Primary Care Networks FAQS

Q. Does the Pharmacy PCN Lead need to be a pharmacist?
No, however due to the likely clinical focus of the potential collaboration within PCNs between community pharmacies and general practices, a pharmacist or pharmacy technician may be best placed to act in that capacity.

Q. Could the LPC appoint an LPC representative as the Pharmacy PCN Lead for a PCN?
Contractors, not LPCs, must appoint the Pharmacy PCN Lead. All contractors in the PCN that wish to engage in the process should be able to nominate themselves or one of their employees to stand to be the Pharmacy PCN Lead. Contractors will then decide who should be appointed as the Pharmacy PCN Lead. This may be an LPC member, but there should be no assumption that an LPC member is a default lead.

Q. What happens if we do not have any suitable or willing candidates to be the Pharmacy PCN Lead?
If a Pharmacy PCN Lead cannot be identified, contractors in the PCN area will not be able to claim payment for either of the PQS domains.

Q. Can one-person represent and act on behalf of a multiple contractor when discussing the appointment of a Pharmacy PCN Lead, casting a vote or engaging in the discussions on the two PQS domains?
Yes.

Q. Can there be more than one Pharmacy PCN Lead for a PCN?
From a PQS perspective, there can only be one Lead for the PCN. This is to ensure there is a single community pharmacy point of contact for the PCN leaders. It would be possible to appoint a deputy Lead to share some of the work, but they would not be eligible for a PQS payment.

Q. If a local meeting of contractors is being organised to appoint a Pharmacy PCN Lead and a contractor within the PCN is not able to attend the meeting, can they still be involved in the collaborative working and choosing the lead?
Yes. If a contractor is not able to attend a meeting or send a representative, this should not exclude them from ongoing collaborative working between pharmacies within the PCN. The LPC could provide an update to the contractor following the meeting.

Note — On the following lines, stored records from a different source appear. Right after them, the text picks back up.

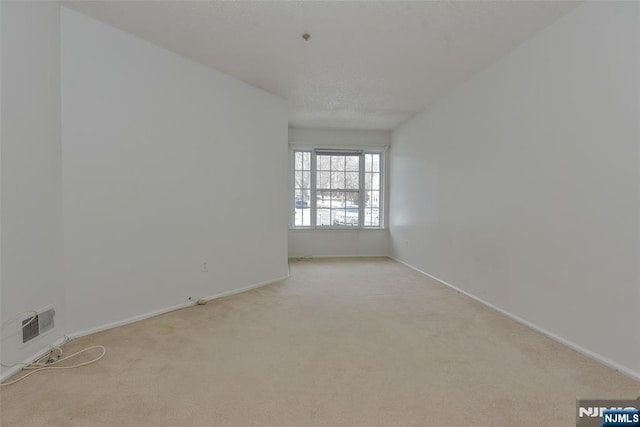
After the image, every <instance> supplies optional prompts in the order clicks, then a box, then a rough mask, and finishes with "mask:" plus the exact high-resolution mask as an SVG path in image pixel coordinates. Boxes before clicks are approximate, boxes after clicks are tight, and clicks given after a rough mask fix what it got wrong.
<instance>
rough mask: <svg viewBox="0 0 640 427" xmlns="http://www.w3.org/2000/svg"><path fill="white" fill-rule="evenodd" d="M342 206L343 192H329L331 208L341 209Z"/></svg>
mask: <svg viewBox="0 0 640 427" xmlns="http://www.w3.org/2000/svg"><path fill="white" fill-rule="evenodd" d="M343 205H344V191H332V192H331V207H332V208H336V207H341V206H343Z"/></svg>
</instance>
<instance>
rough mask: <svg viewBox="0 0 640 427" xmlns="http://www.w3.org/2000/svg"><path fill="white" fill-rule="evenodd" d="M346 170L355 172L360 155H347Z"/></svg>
mask: <svg viewBox="0 0 640 427" xmlns="http://www.w3.org/2000/svg"><path fill="white" fill-rule="evenodd" d="M346 170H347V171H354V172H357V171H359V170H360V156H347V159H346Z"/></svg>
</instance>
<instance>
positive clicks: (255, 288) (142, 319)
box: [0, 273, 289, 383]
mask: <svg viewBox="0 0 640 427" xmlns="http://www.w3.org/2000/svg"><path fill="white" fill-rule="evenodd" d="M288 277H289V274H288V273H287V275H286V276H282V277H280V278H277V279H273V280H268V281H265V282H260V283H255V284H253V285H249V286H245V287H243V288H239V289H233V290H230V291H225V292H220V293H218V294H214V295H211V296H208V297H205V298H202V299H205V300H207V301H211V300H214V299H217V298H223V297H227V296H230V295H234V294H239V293H241V292H246V291H250V290H252V289H256V288H260V287H262V286H266V285H270V284H272V283H277V282H279V281H281V280H284V279H286V278H288ZM195 304H196V302H195V301H194V302H187V303H182V304H176V305H172V306H170V307H165V308H161V309H160V310H155V311H150V312H147V313H143V314H139V315H137V316H133V317H129V318H126V319H122V320H118V321H116V322H111V323H107V324H106V325H101V326H97V327H95V328H89V329H85V330H82V331H78V332H73V333H70V334H68V335H66V336H65V337H62V338H60V339H58V340H57V341H56V342H54V343H53V345H61V344H63V343H64V342H65V340H66V339H67V338H68V339H70V340H72V339H76V338H80V337H84V336H86V335H91V334H95V333H96V332H102V331H106V330H108V329H113V328H117V327H118V326H124V325H128V324H129V323H133V322H138V321H140V320H144V319H148V318H150V317H155V316H159V315H161V314H165V313H169V312H171V311H175V310H179V309H181V308H186V307H191V306H193V305H195ZM50 348H51V346H47V347H46V348H45V349H43V350H41V351H40V352H38V353H37V354H35V355H33V356H31V357H29V358H28V359H26V360H24V361H23V362H22V363H25V364H26V363H31V362H35V361H36V360H38V359H39V358H41V357H42V356H44V355H45V354H46V353H47V352H48V351H49V350H50ZM21 369H22V366H21V365H20V366H15V367H13V368H10V369H7V370H6V371H4V372H3V373H2V375H0V383H2V382H4V381H5V380H7V379H8V378H10V377H12V376H14V375H15V374H17V373H18V372H20V370H21Z"/></svg>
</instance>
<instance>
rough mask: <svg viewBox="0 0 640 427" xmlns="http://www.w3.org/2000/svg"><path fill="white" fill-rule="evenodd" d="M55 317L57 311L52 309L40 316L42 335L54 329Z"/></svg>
mask: <svg viewBox="0 0 640 427" xmlns="http://www.w3.org/2000/svg"><path fill="white" fill-rule="evenodd" d="M55 315H56V311H55V310H54V309H53V308H50V309H49V310H46V311H43V312H42V313H39V314H38V325H39V329H40V335H42V334H44V333H45V332H48V331H50V330H51V329H53V326H54V324H53V316H55Z"/></svg>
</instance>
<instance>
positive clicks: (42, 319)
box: [22, 308, 56, 344]
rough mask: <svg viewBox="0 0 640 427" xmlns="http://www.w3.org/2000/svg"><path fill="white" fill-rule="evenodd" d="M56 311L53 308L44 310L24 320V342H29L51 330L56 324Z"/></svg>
mask: <svg viewBox="0 0 640 427" xmlns="http://www.w3.org/2000/svg"><path fill="white" fill-rule="evenodd" d="M55 315H56V311H55V310H54V309H53V308H50V309H48V310H45V311H42V312H40V313H38V314H36V316H35V317H33V316H31V317H29V318H27V319H24V320H23V321H22V343H23V344H24V343H27V342H29V341H31V340H32V339H34V338H37V337H39V336H40V335H42V334H44V333H45V332H49V331H50V330H52V329H53V328H54V326H55V322H54V317H55Z"/></svg>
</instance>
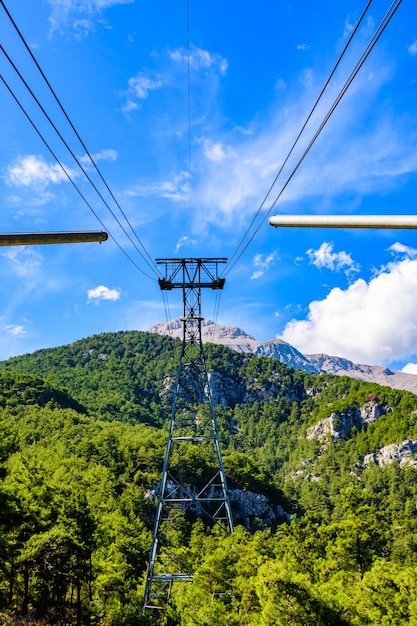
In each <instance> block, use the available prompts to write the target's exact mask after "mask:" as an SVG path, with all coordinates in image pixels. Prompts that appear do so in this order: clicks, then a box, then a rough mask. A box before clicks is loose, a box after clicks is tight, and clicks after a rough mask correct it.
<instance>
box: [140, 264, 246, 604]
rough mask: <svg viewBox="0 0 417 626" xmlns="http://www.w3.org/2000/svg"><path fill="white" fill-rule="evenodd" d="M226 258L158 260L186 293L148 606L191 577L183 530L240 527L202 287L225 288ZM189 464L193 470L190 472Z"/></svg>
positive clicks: (230, 532)
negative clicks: (216, 392) (185, 558)
mask: <svg viewBox="0 0 417 626" xmlns="http://www.w3.org/2000/svg"><path fill="white" fill-rule="evenodd" d="M226 261H227V259H224V258H215V259H211V258H210V259H208V258H198V259H196V258H188V259H156V263H157V264H160V265H164V266H165V272H164V273H163V274H164V278H160V279H159V286H160V288H161V289H162V290H171V289H181V290H182V294H183V316H182V318H181V321H182V329H183V338H182V348H181V356H180V362H179V366H178V371H177V377H176V381H175V386H174V389H173V400H172V412H171V420H170V425H169V432H168V441H167V446H166V452H165V460H164V465H163V470H162V478H161V483H160V486H159V492H158V501H157V509H156V517H155V525H154V531H153V537H152V546H151V551H150V557H149V566H148V572H147V579H146V586H145V595H144V604H143V608H144V610H145V609H162V608H164V605H165V603H166V602H167V601H168V600H169V597H170V595H171V593H172V591H173V586H174V585H175V583H182V582H188V581H191V580H192V578H193V568H192V564H190V563H189V562H186V561H185V558H186V557H184V556H182V553H181V550H179V549H178V548H181V545H182V543H181V529H182V528H183V527H184V524H187V522H189V521H192V520H194V519H195V518H196V517H200V518H203V520H204V521H206V522H207V524H210V525H214V524H219V525H220V526H222V527H223V528H224V530H225V532H226V533H231V532H233V530H234V527H233V519H232V512H231V508H230V501H229V495H228V490H227V485H226V477H225V472H224V467H223V460H222V456H221V451H220V443H219V436H218V430H217V424H216V417H215V413H214V407H213V403H212V398H211V393H210V380H209V376H208V372H207V367H206V361H205V356H204V350H203V342H202V337H201V322H202V320H203V318H202V317H201V290H202V289H203V288H207V289H213V290H218V289H223V286H224V283H225V279H224V278H220V277H219V266H220V265H221V264H223V263H226ZM186 470H188V471H186Z"/></svg>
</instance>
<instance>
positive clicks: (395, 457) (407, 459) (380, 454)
mask: <svg viewBox="0 0 417 626" xmlns="http://www.w3.org/2000/svg"><path fill="white" fill-rule="evenodd" d="M414 455H417V439H405V441H402V442H401V443H400V444H396V443H391V444H390V445H389V446H384V447H383V448H381V449H380V450H379V451H378V452H376V453H372V454H367V455H366V456H365V457H364V459H363V466H365V467H366V466H369V465H373V464H374V465H380V466H385V467H386V466H388V465H391V464H392V463H398V464H399V466H400V467H404V466H405V465H407V466H416V465H417V458H414Z"/></svg>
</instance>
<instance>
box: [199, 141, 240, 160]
mask: <svg viewBox="0 0 417 626" xmlns="http://www.w3.org/2000/svg"><path fill="white" fill-rule="evenodd" d="M201 142H202V143H203V146H204V155H205V157H206V158H207V159H208V160H209V161H216V162H218V163H220V162H221V161H224V160H225V159H230V158H233V157H236V153H235V152H234V151H233V148H232V147H231V146H229V145H225V144H224V143H222V142H221V141H211V140H210V139H202V140H201Z"/></svg>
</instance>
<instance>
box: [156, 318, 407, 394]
mask: <svg viewBox="0 0 417 626" xmlns="http://www.w3.org/2000/svg"><path fill="white" fill-rule="evenodd" d="M201 331H202V339H203V343H206V342H210V343H217V344H220V345H224V346H227V347H228V348H231V349H232V350H235V351H237V352H241V353H250V354H253V355H254V356H263V357H268V358H272V359H277V360H279V361H281V362H282V363H284V364H285V365H288V366H289V367H293V368H295V369H301V370H304V371H306V372H315V373H316V374H323V373H326V374H335V375H336V376H350V377H351V378H357V379H358V380H363V381H366V382H374V383H378V384H379V385H385V386H387V387H392V388H393V389H399V390H404V391H411V392H412V393H416V394H417V376H416V375H415V374H406V373H404V372H400V371H398V370H392V369H390V368H387V367H384V366H381V365H367V364H361V363H354V362H353V361H350V360H349V359H347V358H344V357H338V356H331V355H328V354H324V353H318V354H302V353H301V352H300V351H299V350H297V348H295V347H294V346H292V345H291V344H289V343H287V342H286V341H284V340H283V339H280V338H278V337H277V338H275V339H269V340H266V341H258V340H257V339H255V338H254V337H253V336H252V335H249V334H248V333H246V332H245V331H244V330H243V329H241V328H239V327H237V326H223V325H220V324H216V323H215V322H213V321H211V320H203V321H202V328H201ZM149 332H150V333H155V334H159V335H168V336H170V337H174V338H175V337H177V338H182V322H181V320H180V319H175V320H172V321H170V322H162V323H160V324H155V325H154V326H152V327H151V328H150V329H149Z"/></svg>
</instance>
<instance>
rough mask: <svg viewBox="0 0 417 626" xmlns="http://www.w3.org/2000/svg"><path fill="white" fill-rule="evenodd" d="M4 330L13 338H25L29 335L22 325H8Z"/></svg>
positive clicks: (20, 324) (4, 328) (6, 326)
mask: <svg viewBox="0 0 417 626" xmlns="http://www.w3.org/2000/svg"><path fill="white" fill-rule="evenodd" d="M4 330H5V331H6V333H8V334H9V335H12V337H23V336H24V335H27V330H26V329H25V327H24V326H22V325H21V324H17V325H16V324H6V326H5V327H4Z"/></svg>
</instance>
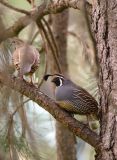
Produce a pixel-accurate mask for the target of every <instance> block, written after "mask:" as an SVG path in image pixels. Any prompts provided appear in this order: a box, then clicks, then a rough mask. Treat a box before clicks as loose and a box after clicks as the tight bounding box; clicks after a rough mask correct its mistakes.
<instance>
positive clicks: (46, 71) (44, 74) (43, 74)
mask: <svg viewBox="0 0 117 160" xmlns="http://www.w3.org/2000/svg"><path fill="white" fill-rule="evenodd" d="M46 72H47V56H46V53H45V68H44V73H43V77H42V79H41V81H40V83H39V85H38V88H40V86H41V85H42V83H43V81H44V75H45V74H46Z"/></svg>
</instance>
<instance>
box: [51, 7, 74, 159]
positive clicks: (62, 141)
mask: <svg viewBox="0 0 117 160" xmlns="http://www.w3.org/2000/svg"><path fill="white" fill-rule="evenodd" d="M68 12H69V11H68V10H66V11H64V12H62V13H60V14H57V15H54V16H53V32H54V36H55V40H56V42H57V46H58V50H59V62H60V65H61V68H62V71H63V73H64V74H66V75H68V64H67V27H68V16H69V14H68ZM56 143H57V160H76V148H75V144H76V140H75V136H74V135H73V133H72V132H71V131H69V129H68V128H67V127H64V126H63V125H62V124H60V123H59V122H56Z"/></svg>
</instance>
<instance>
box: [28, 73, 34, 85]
mask: <svg viewBox="0 0 117 160" xmlns="http://www.w3.org/2000/svg"><path fill="white" fill-rule="evenodd" d="M29 76H30V81H29V83H30V84H33V74H29Z"/></svg>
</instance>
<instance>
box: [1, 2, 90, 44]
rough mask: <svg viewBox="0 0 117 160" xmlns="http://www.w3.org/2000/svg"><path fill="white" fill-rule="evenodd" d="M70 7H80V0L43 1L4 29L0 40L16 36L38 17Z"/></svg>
mask: <svg viewBox="0 0 117 160" xmlns="http://www.w3.org/2000/svg"><path fill="white" fill-rule="evenodd" d="M87 4H88V3H87ZM70 7H71V8H74V9H81V8H82V0H70V1H69V0H56V1H54V2H51V3H49V4H48V5H47V4H46V1H44V3H42V4H41V5H40V6H38V7H37V8H35V10H33V11H30V12H29V13H30V14H29V15H26V16H23V17H21V18H19V19H18V20H17V21H16V22H15V23H14V25H13V26H11V27H9V28H8V29H6V30H5V32H4V33H2V34H1V35H0V42H1V41H3V40H5V39H7V38H9V37H13V36H16V35H17V34H18V33H19V32H20V31H21V30H22V29H23V28H24V27H26V26H27V25H29V24H30V23H31V22H32V20H33V21H40V19H41V18H42V17H43V16H45V15H48V14H55V13H58V12H61V11H63V10H64V9H66V8H70Z"/></svg>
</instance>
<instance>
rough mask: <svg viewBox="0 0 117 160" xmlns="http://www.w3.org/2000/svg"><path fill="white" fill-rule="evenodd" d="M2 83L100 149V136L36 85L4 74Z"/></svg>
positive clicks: (93, 145)
mask: <svg viewBox="0 0 117 160" xmlns="http://www.w3.org/2000/svg"><path fill="white" fill-rule="evenodd" d="M0 82H1V83H2V84H4V85H7V86H8V87H10V88H12V89H14V90H16V91H18V92H20V93H21V94H23V95H25V96H27V97H29V98H30V99H31V100H33V101H34V102H36V103H37V104H38V105H40V106H41V107H42V108H44V109H45V110H46V111H48V112H49V113H50V114H51V115H52V116H53V117H54V118H55V119H56V120H58V121H59V122H61V123H62V124H63V125H65V126H67V127H68V128H69V129H70V130H71V131H72V132H73V133H74V134H75V135H76V136H78V137H80V138H81V139H83V140H84V141H85V142H87V143H89V144H90V145H91V146H93V147H94V148H95V149H98V150H99V149H100V148H99V144H100V141H99V136H98V135H97V134H96V133H95V132H93V131H92V130H91V129H89V128H88V127H87V126H86V125H85V124H82V123H81V122H79V121H78V120H76V119H74V118H73V117H71V115H69V114H68V113H67V112H66V111H64V110H62V109H61V108H60V107H59V105H58V104H56V103H55V102H54V101H53V100H52V99H50V98H49V97H48V96H46V95H44V94H43V93H42V92H40V90H39V88H36V87H35V86H34V85H30V84H29V83H27V82H26V81H24V80H21V79H18V78H12V77H10V76H7V75H4V74H2V73H0Z"/></svg>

If a vote is to be taken at the meeting on the appointment of a Pharmacy PCN Lead, the contractor could give another individual their proxy for the vote or where the candidates for selection are known in advance of the meeting, the LPC could be sent the votes of any contractors not able to attend the meeting in advance.

Q. Can an individual be a Pharmacy PCN Lead for more than one PCN?
The role of Pharmacy PCN Lead is likely to take time to undertake on a regular basis and this workload needs to be considered by anybody putting themselves forward for appointment. Due to the local focus of PCNs, PSNC believes that, wherever possible, it is appropriate that the Pharmacy PCN Lead works within a community pharmacy in the PCN area on a regular basis, providing services to patients. Considering both these factors, it is technically possible that an individual working across multiple pharmacies in two PCNs could be a Pharmacy PCN Lead, however it is unlikely to be a practical option in most cases.

Q. What is the minimum number of contractors that are allowed in a PCN?
There is not a minimum number of contractors allowed in a PCN; however, as each PCN will cover an average population of 30,000-50,000, it is likely that there will be a number of pharmacies in each PCN.

Q. How can I find out how to contact my PCN?
If a contractor wants to contact their PCN, they should contact the Pharmacy PCN Lead who will represent all contractors within a PCN, and therefore be able to communicate directly with the PCN on the contractor’s behalf. If they do not know who the Pharmacy PCN Lead is, or a Pharmacy PCN Lead has not yet been appointed, the contractor should contact their LPC.

Q. If a pharmacy is within the geographical area of multiple PCNs, can they claim multiple PQS payments for the two PCN domains, for engagement with multiple PCNs?
No. A pharmacy in this situation would need to determine a primary PCN within which it would collaborate with other contractors, in line with the PQS requirements. The pharmacy may wish to keep in touch with the pharmacy leads within other PCNs where the flow of patients/scripts means they have a clear relationship with the PCN.